Bahasan kali ini masuk kategori bimbingan orang tua kayaknya yah buat teenager.. karena aku mau bahas tentang sex before marriage. Why? Karena kemarin malem pas aku sama abang lagi beli diapers buat Zac di minimarket, ada sepasang muda mudi yang aku yakin masih usia 15-17 tahun ngeliat dari kumis tipis si cowok dan badan singset cenderung kerempeng si cewek, mereka cekikikan dan gelagat aneh berdiri disebelahku waktu bayar ke kasir, and guess what? Mereka beli alat kontrasepsi yang mejeng di etalase depan meja kasir.
Awalnya aku nggak ngeh, aku cuma ngerasa nggak nyaman
ngeliat mereka bermesraan yang bener-bener aura meresahkan disebelahku sambil ngelirik
kearahku yang lagi transaksi bayar. Mbak kasirnya aja juga keliatan risih. Baru
dikasih tau sama abang pas udah dijalan mau pulang kalo mereka beli alat
kontrasepsi instan itu. Dan yang aku pikirin detik itu adalah.. ibunya.
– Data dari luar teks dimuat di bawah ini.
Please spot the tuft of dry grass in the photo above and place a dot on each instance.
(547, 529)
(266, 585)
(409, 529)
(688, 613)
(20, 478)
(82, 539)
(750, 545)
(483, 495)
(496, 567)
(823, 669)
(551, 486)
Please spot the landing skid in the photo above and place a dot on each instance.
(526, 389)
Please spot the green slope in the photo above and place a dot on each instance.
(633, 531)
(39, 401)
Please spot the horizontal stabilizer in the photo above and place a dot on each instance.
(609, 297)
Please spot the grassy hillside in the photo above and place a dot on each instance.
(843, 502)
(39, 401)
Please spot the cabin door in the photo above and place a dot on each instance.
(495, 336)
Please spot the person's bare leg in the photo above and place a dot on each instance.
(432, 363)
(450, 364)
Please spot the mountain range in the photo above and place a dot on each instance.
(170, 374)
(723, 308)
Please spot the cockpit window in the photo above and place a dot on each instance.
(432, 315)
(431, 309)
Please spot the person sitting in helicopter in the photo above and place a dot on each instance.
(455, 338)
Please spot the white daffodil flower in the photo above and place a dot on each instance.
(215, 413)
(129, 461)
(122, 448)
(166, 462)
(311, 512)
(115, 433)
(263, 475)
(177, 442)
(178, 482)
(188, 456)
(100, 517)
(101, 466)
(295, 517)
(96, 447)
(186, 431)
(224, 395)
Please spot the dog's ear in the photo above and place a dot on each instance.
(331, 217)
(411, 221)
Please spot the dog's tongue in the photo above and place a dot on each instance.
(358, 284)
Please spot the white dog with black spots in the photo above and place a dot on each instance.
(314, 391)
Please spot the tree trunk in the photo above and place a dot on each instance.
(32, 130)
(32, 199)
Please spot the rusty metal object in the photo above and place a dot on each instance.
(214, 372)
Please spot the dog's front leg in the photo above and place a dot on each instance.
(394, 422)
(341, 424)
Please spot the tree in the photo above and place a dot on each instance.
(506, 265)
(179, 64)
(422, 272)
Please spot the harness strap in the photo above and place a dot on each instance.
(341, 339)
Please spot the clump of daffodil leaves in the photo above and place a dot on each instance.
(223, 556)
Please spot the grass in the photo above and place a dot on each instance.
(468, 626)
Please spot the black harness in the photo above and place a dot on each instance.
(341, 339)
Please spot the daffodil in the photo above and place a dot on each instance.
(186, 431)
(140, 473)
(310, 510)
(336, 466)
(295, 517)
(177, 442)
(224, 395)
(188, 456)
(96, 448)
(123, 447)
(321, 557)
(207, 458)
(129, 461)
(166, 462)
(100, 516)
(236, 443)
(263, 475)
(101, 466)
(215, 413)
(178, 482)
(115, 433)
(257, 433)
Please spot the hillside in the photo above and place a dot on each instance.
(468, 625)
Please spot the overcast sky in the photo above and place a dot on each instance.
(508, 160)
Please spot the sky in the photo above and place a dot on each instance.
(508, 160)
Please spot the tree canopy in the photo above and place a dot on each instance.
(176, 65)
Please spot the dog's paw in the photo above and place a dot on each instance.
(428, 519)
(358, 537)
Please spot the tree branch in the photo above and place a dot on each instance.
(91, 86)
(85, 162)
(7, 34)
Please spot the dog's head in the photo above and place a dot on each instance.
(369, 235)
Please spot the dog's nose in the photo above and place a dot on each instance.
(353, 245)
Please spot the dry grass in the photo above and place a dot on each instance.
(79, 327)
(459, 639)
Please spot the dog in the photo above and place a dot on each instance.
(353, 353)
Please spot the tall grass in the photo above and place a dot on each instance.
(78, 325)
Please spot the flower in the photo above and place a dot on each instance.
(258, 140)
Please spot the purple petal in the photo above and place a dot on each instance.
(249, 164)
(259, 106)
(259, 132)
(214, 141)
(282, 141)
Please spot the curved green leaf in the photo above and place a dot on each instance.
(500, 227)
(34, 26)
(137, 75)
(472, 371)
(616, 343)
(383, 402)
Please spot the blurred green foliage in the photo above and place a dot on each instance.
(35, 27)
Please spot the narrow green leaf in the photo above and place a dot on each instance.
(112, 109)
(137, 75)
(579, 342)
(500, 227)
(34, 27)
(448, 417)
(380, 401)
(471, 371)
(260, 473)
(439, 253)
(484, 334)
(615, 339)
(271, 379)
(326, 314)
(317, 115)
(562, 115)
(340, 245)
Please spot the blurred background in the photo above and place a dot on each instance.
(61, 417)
Ibu dari dua anak puber tipis-tipis itu. Mungkin kalo itu
terjadi dimasa aku belum punya anak aku bakalan yang nggak peduli sama sekali
karena toh kenal aja enggak. Tapi kemarin beneran yang aku sampe bengong
sepanjang jalan wondering gimana kalo aku jadi ibunya, gimana kalo sampe anak
gue yang begitu. Dan berlanjut sepanjang hari tadi mulai dari bersih-bersih
rumah, setrika baju, masak, nyuci piring, aku masih sambil yang ngomong sendiri
dalam hati. Akhirnya aku mutusin buat bahas ini di blog dengan sudut pandang
seorang ibu.
Tolong dibaca dari awal sampai akhir ya biar kalian ngerti
dan nggak salah paham kalo aku disini sama sekali nggak menjudge ataupun
menggurui. Aku justru ingin merangkul. Aku nggak bisa cuek kayak dulu gitu aja,
dan sekalian juga biar tulisan ini bisa dibaca Zac kalo udah gede. Sebenernya
banyak kasus begini dari dulu disekitarku. Tapi I didn’t feel anything ketika
dapet berita si ini nggak perawan, si itu nggak perjaka, si anu hamil duluan.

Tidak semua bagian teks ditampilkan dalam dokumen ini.